DCS as part of SAS (Substation Automation System) is based on local control of relays, meters and switchgear and automation as per required logic and programs that could be hardwired for serial protocols (like DNP 3.0) or through fiber optic when UCA 2.0 or IEC 61850 protocols are used.
For RTU, it’s just interface between substations’ I/O signals and dispatching center (SCADA) through communication links and specific protocols (such as IEC 101,104, Indactic, DNP 3.0, etc.). In other words, RTU has no controlling role by itself, but DCS as part of SAS has all programmed control logic within substations and without even connecting to dispatching center.

For Electrical Network Distribution, a System is required for controlling, Load dispatch as well as monitoring. Therefore Distribution Management System (DMS) or DCS to be adopted as an integrated System. They are simply like SCADA. Composed from Hardware, software, interfacing means & communication media / protocol as indicated above.
RTU (remote Terminal Unit) include Processor and all the required interfacing facilities as well as I/O(s) Modules.
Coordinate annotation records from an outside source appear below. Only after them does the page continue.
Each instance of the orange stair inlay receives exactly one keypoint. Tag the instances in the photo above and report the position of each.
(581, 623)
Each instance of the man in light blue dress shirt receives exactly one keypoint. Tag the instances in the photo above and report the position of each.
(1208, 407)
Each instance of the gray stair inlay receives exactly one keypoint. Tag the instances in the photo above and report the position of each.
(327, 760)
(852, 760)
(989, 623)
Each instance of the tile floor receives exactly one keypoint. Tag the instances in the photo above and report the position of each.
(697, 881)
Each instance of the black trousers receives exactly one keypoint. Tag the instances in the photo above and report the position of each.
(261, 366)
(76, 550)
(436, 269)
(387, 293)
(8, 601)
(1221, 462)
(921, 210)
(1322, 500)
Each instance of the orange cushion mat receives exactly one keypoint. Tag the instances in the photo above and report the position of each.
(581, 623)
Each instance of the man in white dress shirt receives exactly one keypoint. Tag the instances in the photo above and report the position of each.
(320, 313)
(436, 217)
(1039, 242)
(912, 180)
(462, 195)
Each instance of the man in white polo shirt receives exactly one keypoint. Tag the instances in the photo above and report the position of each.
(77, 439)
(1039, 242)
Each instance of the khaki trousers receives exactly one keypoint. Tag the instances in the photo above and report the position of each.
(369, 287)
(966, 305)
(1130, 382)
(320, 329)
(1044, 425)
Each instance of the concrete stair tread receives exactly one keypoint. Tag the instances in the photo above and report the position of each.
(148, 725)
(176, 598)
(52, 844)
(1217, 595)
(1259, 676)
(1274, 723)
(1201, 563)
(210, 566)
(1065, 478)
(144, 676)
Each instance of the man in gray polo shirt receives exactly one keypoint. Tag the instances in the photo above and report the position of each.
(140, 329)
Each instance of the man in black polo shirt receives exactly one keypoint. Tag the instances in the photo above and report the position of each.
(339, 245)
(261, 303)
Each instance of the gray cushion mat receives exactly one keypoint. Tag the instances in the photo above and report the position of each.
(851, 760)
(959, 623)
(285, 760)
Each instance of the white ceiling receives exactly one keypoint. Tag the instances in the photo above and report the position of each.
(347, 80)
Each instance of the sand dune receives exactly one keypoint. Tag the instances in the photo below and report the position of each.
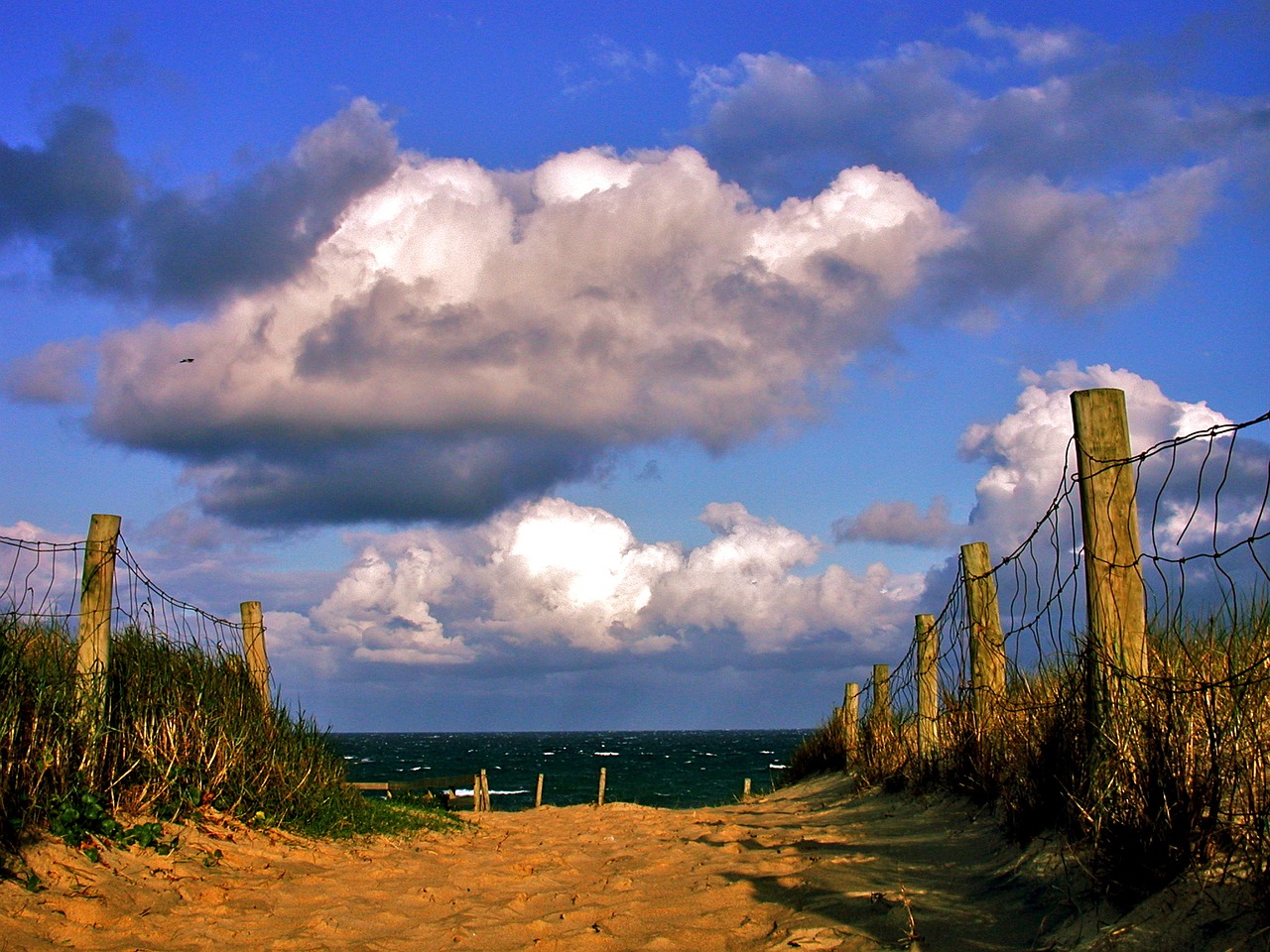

The brief description of such system may be as follows:
The Substation prescribed Signals (MV switchgears, Transformer, Substation Auxiliary Equipment, etc.) to be hardwired to a marshaling box to Interface Cubicle where RTU located, RTU to be patched to the interface plate. Via the selected media “say FOC” the signals will be transferred to the DMC/DCS Control Centre. Accordingly, the real time status of the NW can be monitored and controlling can be achieved from remote.

The aforesaid Signals to be listed and sorted as per the required application to facilitate system configuration, integration and programming (unique address, function, type, is it required for control, monitor or both, which is digital & which is analogue, etc.).